Data 542 project using HuggingFace data set.
How do adoption patterns of different AI coding agents vary across repositories with different characteristics?
We will analyse how frequently, and in which repositories, AI agents submit code by joining all pull request and all repository to identify which agents have contributed to each repository. For each agent and repository we will compute metrics such as the number of agentic PRs, contribution frequency, and the number of repositories that have not adopted any agent. Repository characteristics (e.g., primary language, stars, forks, and age) will be extracted from the repository tables. We will use descriptive statistics and χ2 tests to examine whether adoption patterns differ across languages and popularity bins. Finally, we will fit logistic or multinomial regression models to identify which repository-level characteristics are most predictive of adopting a specific AI agent
We aim to examine how different AI coding agents vary in their pull-request resolution dynamics and how these dynamics relate to measurable user and repository characteristics.
To study resolution behavior, we will analyze the time it takes for PRs to be closed using the existing created_at and closed_at timestamps. We will compare resolution times across agents and investigate how they correlate with repository popularity indicators, as well as user influence metrics. The analysis will combine descriptive comparisons with more advanced modeling to understand how agent identity, repository features, and user characteristics jointly influence the speed at which PRs are resolved.

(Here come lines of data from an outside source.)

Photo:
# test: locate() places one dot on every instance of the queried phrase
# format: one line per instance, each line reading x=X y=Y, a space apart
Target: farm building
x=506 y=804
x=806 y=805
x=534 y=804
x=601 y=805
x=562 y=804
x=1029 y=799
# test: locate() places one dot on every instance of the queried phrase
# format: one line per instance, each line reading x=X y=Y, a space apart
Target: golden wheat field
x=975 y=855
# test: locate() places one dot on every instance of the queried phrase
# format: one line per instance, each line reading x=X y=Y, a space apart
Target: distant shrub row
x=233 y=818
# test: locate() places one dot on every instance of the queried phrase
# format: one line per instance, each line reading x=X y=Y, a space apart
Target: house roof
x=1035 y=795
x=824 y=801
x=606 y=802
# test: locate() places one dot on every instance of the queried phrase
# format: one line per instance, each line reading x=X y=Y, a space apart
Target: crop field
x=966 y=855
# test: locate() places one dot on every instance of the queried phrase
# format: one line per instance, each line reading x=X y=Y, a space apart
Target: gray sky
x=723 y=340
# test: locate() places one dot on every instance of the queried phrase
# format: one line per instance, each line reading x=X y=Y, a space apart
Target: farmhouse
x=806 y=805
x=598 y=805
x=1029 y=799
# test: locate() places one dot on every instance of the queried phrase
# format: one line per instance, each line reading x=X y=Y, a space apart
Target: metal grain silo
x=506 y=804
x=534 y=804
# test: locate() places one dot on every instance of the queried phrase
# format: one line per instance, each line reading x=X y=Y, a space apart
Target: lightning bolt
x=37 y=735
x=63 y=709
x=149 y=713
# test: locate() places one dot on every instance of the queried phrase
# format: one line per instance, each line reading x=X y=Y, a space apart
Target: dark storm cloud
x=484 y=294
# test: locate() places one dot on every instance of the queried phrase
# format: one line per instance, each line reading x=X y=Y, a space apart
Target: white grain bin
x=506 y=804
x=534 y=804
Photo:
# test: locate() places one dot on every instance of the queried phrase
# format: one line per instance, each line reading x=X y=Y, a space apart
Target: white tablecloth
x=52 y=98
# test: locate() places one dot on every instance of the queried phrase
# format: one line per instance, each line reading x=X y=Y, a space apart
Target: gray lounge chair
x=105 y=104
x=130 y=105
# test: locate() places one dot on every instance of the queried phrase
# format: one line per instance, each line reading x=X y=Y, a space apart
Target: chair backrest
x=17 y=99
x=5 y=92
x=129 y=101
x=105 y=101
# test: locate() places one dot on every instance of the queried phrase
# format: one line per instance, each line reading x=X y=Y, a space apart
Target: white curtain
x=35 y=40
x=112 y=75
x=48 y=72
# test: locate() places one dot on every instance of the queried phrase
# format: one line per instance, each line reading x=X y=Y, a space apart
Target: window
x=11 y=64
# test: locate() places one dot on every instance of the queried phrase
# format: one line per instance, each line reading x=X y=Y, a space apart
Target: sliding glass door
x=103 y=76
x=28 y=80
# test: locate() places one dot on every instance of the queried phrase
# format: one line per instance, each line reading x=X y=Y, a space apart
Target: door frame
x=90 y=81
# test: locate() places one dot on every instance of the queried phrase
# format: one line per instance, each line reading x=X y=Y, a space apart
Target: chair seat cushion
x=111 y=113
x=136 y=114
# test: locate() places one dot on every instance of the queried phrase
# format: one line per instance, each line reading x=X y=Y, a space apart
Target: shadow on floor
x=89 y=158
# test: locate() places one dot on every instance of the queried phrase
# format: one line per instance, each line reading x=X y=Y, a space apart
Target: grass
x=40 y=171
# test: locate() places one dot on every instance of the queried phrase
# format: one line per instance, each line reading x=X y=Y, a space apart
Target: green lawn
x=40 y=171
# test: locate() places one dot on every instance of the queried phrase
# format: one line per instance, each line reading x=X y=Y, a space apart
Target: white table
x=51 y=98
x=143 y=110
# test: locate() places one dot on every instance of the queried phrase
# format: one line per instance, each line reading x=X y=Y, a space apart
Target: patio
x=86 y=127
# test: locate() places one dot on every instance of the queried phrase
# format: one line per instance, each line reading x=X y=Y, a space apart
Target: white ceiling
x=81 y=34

We aim to identify the factors that predict whether an AI-generated pull request is merged and to understand how agent identity, user influence, and repository characteristics jointly shape merge outcomes.
The merge outcome will be determined directly from the dataset based on whether the merged_at field is present. We will investigate how the likelihood of merging differs across agents and how it is associated with repository characteristics and user-level attributes.